Thank You! I’m thinking the exact same thing.
Not sure what Material Design is supposed to mean; the opposite of Immaterial Design? It’s gotten to where I just ignore all the contrived gibberish designed to keep material interest in immaterial fleeting changes. For the most part, “developers” are wholly incapable of explaining what their developments do. There are plenty of good developers (no quotes!) outputting useful code they can explain, however. Mainly, I just want web stuff to work!
My browser’s very customized but for functionality, not purtiness, the only appearance change is a soft seafoam frame. The vast majority of appearance changes seem to make text and icons almost unreadable. Yeah, the entire solar system in your browser may be cool but not if the controls are buried in Uranus.
Do NOT know why here is so much Negativity against Themers, i really like the Design transscirpted to FF.
I think it’s a good one and thanks alot to the Maker. And it is for free, so be a little more patient.
In my Mind, i think it’s better than Quantum UI and similar to Chrome Refresh Design, or equal and smooth.
So, keep calm u no have to use it, but i think, that is what Quantum should have been,…end of line……..
@John Doe 101
What negativity is there about theming? I literally don’t see a single comment disparaging that, and see several embracing it.

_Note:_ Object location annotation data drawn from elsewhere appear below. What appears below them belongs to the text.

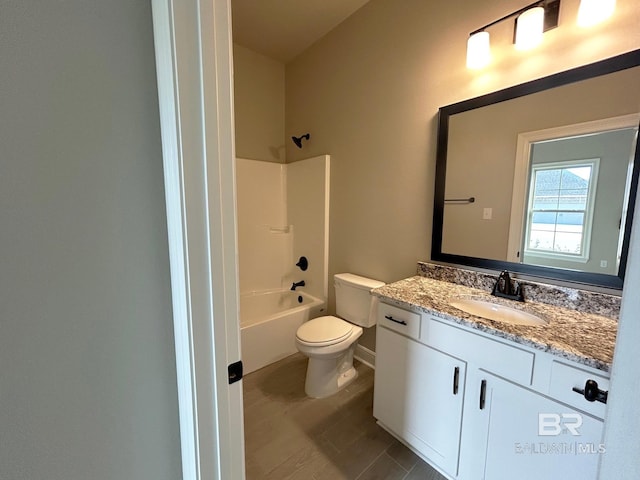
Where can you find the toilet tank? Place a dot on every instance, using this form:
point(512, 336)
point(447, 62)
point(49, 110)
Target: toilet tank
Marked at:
point(354, 301)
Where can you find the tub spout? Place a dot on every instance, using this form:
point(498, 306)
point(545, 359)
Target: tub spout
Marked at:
point(297, 284)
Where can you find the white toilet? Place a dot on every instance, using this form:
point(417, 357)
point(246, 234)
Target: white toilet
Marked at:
point(329, 341)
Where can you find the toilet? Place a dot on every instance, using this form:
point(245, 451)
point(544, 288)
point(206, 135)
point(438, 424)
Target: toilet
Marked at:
point(329, 341)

I use the Compact Moon theme (and accompanying Compact Moon Options extension) in Pale Moon. I have so many pinned tabs in my standard session that without Compact Moon, I’d have to choose a multi-row tab bar in Tab Mix Plus. Actually, you know what? I recently pinned a few more tabs to monitor what my router (which I strongly suspect of sucking) is up to, plus a tab to monitor local air quality (which has been *terrible* here in Seattle, thanks to wildfires) and that left me with too little space for unpinned tabs. I just switched to a two-row tab bar. But without Compact Moon, it would have to be three or four rows. ;-) Anyway, I only have a 15.6″ screen, so two thumbs up for Compact Moon.
GUI doesnt look good after latest Mozilla Update. Please help.